AWS EC2 data at rest - security

Question

My java servlet web app is hosted in AWS EC2 instance. Is storing sensitive data (say db credentials) in my property (config) file of my java web app safe? When the EBS volumn is deallocated, will it contain the data I saved and used by someone else with in the same/different AWS account? Are there any security risks?

Answer 1

I went with another approach considering the reason that anyone who has access to the file (via remote or someway) can read and pass it across. I used AWS systems manager (param store) to store the sensitive values as secure string. App retrieves it from param store and use it at run time. To reduce multiple hits, the value is cached for a configurable time. The original question is about the security of EBS and not about the alternate. However sharing my approach to let someone aware the alternate.

Answer 2

Yes, the blocks on the EBS volume will be zeroed after you delete the volume.

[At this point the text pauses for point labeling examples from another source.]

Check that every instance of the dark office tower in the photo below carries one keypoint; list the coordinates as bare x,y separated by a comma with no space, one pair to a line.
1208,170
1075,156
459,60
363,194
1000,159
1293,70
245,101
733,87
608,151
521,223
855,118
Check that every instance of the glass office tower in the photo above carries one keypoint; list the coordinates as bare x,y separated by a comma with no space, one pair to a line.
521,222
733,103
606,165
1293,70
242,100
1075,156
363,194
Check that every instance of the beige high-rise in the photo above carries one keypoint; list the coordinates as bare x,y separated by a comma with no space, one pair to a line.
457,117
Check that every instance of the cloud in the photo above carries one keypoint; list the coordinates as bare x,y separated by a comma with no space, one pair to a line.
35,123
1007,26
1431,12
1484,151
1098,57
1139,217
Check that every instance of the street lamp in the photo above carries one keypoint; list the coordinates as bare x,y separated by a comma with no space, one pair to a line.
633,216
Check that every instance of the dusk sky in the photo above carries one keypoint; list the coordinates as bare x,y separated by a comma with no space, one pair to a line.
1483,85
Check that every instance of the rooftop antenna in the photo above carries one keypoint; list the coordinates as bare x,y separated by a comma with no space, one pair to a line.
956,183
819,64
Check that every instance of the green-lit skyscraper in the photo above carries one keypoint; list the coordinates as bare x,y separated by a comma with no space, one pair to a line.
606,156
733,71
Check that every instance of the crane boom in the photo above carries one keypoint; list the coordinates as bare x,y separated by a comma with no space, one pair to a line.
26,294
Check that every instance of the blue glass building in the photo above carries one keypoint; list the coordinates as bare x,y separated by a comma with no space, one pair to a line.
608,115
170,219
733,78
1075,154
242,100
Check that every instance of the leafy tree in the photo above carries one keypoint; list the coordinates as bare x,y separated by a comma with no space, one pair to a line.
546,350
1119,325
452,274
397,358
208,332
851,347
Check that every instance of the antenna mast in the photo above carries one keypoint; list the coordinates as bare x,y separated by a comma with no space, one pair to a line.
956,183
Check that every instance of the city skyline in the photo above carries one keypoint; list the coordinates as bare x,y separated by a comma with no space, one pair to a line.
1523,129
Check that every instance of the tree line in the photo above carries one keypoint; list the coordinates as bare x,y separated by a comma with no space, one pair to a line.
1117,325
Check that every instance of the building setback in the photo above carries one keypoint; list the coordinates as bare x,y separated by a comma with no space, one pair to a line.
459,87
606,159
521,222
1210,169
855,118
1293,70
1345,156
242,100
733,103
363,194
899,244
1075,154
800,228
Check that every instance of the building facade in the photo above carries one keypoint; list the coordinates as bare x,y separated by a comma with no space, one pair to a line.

From Amazon EBS volumes - Amazon Elastic Compute Cloud:

The data persists on the volume until the volume is deleted explicitly. The physical block storage used by deleted EBS volumes is overwritten with zeroes before it is allocated to another account. If you are dealing with sensitive data, you should consider encrypting your data manually or storing the data on a volume protected by Amazon EBS encryption.

For more information on EBS encryption, see Amazon EBS encryption - Amazon Elastic Compute Cloud

Answer 3

Data stored on the EBS volume is zeroed out after you delete the volume. This is carried out by AWS automatically.